‘Welcome to Hell’ says Hadi Fallahpisheh as you walk into his show. It’s written in gold-lined letters on frilled banners, a joyful introduction to an awful place.
Fallahpisheh doesn’t deal with the nice and fluffy side of life. Well, it’s here, in the shape of stuffed cuddly toys and brightly painted ceramics, but it’s all nightmarishly twisted and falling apart. Symbols of youth and nostalgia are everywhere. There are cosy quilts, a Joy Division duvet cover, cartoon cats painted on photographic paper and all those cuddly toys. But it’s childhood gone very badly wrong. Two mannequins of kids are shamefully facing the wall, a teddy bear has its head shoved into a pot with its legs spread, a painting shows a dog with an erection dreaming of a cat shagging a mouse.
There are fences all over the gallery, keeping you from getting close to the art, and three teddies are locked in a huge pink cage.
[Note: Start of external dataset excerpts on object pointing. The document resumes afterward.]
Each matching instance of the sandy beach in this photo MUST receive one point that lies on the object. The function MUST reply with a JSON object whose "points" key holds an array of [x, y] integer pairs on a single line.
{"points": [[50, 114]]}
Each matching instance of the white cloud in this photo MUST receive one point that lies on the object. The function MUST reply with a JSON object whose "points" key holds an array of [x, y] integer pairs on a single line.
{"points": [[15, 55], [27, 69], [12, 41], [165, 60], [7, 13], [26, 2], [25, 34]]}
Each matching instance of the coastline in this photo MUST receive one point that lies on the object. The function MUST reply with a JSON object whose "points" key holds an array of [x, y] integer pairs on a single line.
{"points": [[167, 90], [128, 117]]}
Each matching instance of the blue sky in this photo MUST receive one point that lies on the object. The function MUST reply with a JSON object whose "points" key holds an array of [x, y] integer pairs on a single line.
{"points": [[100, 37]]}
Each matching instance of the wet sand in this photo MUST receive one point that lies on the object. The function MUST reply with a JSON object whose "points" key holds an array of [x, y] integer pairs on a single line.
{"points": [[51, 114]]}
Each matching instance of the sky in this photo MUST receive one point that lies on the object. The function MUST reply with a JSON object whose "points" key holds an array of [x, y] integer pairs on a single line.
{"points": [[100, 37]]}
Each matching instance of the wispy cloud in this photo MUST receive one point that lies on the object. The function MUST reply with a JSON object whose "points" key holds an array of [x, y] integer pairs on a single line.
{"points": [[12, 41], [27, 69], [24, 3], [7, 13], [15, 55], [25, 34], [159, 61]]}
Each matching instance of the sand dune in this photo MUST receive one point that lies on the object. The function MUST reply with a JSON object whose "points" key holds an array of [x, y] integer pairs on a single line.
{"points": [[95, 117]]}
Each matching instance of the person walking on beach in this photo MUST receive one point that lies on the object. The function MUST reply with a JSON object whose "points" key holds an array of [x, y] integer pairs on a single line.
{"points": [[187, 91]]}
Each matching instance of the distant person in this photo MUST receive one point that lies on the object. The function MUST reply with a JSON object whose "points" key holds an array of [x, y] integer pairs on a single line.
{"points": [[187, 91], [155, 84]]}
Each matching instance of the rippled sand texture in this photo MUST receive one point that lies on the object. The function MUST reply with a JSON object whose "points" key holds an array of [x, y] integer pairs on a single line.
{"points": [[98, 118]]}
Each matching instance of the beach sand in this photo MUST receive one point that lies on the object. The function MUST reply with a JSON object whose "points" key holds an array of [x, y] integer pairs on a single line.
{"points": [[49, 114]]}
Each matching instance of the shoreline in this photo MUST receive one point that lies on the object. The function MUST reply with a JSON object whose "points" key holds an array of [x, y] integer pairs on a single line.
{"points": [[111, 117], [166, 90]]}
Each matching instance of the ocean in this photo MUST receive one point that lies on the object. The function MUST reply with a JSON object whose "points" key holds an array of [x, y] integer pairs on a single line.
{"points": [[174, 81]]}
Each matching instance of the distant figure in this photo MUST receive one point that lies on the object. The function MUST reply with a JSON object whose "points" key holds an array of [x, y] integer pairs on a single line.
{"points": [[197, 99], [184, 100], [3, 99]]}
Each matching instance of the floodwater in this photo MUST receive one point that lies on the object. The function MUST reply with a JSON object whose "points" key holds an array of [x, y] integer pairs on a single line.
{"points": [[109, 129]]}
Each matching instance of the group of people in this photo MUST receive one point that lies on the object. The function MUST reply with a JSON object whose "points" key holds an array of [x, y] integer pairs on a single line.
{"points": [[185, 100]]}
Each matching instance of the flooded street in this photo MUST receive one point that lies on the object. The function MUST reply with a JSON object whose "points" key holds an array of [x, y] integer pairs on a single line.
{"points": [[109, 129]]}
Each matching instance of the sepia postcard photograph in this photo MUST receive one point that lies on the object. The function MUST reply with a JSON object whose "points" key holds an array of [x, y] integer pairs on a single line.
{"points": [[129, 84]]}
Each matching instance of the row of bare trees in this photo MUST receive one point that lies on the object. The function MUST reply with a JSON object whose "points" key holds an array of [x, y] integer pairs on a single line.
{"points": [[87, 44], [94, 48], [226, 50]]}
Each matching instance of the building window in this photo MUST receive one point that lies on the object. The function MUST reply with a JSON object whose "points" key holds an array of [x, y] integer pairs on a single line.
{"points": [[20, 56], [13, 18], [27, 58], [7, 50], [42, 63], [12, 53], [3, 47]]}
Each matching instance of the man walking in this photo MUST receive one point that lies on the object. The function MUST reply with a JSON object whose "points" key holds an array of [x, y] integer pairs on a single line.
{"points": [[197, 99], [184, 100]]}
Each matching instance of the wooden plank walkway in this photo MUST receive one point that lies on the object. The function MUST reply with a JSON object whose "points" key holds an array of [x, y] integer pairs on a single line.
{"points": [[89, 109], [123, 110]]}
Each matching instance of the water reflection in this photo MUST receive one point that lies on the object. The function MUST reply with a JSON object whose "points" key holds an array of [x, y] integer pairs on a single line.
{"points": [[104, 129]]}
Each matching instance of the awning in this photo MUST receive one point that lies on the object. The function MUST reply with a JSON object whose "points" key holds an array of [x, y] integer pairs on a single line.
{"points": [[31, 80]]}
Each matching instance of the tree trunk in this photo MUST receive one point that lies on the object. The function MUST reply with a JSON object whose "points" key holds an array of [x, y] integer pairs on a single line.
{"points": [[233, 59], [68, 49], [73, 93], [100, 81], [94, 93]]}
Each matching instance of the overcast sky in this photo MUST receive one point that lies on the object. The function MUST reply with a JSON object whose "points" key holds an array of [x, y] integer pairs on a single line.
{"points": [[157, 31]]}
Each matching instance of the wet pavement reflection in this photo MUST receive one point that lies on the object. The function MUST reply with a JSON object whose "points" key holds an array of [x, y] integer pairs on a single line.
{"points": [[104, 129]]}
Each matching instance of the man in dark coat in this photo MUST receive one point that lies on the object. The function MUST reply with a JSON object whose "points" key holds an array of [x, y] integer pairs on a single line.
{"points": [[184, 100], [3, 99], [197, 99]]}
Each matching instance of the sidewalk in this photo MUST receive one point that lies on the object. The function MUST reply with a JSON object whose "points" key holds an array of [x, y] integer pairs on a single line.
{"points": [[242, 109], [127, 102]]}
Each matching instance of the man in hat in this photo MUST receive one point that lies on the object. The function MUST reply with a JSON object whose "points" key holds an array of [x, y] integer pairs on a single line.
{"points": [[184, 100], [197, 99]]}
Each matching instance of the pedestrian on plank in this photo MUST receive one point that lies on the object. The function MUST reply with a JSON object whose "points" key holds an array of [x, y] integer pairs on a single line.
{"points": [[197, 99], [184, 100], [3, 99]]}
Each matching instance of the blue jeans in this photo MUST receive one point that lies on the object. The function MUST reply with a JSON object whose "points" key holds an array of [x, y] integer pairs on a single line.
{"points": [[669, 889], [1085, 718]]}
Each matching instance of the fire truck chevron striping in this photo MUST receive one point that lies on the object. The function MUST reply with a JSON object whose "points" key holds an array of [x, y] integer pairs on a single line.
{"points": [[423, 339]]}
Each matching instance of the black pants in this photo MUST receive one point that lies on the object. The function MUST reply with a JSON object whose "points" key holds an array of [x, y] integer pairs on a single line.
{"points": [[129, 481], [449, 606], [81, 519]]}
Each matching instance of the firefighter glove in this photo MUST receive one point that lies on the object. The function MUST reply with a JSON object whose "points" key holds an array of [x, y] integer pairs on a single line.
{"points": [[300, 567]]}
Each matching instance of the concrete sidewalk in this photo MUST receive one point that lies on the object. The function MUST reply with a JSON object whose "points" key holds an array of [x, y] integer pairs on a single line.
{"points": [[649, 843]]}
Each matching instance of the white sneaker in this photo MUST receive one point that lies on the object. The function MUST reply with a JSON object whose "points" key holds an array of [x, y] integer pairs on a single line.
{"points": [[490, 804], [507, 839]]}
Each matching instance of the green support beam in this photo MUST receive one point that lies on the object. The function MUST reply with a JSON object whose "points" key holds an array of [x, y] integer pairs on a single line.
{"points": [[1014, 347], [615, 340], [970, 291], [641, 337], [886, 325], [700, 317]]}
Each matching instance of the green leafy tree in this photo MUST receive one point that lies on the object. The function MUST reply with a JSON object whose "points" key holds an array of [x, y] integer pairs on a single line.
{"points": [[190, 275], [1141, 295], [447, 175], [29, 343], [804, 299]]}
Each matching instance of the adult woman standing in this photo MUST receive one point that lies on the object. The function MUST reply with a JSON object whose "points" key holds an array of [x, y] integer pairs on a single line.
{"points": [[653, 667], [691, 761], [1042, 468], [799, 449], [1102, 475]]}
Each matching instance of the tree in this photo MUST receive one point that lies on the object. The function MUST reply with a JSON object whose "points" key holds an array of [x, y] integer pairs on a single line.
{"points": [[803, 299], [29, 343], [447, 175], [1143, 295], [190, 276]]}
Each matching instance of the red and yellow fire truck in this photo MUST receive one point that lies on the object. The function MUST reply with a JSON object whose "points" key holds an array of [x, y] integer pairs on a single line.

As Fallahpisheh says in another banner work, this is a ‘prison of mind’, a jail made of childhood memories, torture at the hands of your sickly nostalgia and rose-tinted dreams of youth.
It feels like the photo paper paintings are the main focus here, and they’re tricky and interesting enough in their own right, but everything else here – the ceramics, the duvet covers, the prison bears, the teddies – just sort of distract you from them. Other artists have dabbled with the sinister teddy bear aesthetic – Paul McCarthy, Charlemagne Palestine – but none in quite as creepy or heavy-handedly cheesy a way. It’s hard to know if that’s a good thing or just a gross and very silly thing, but it sure makes for uncomfortable viewing.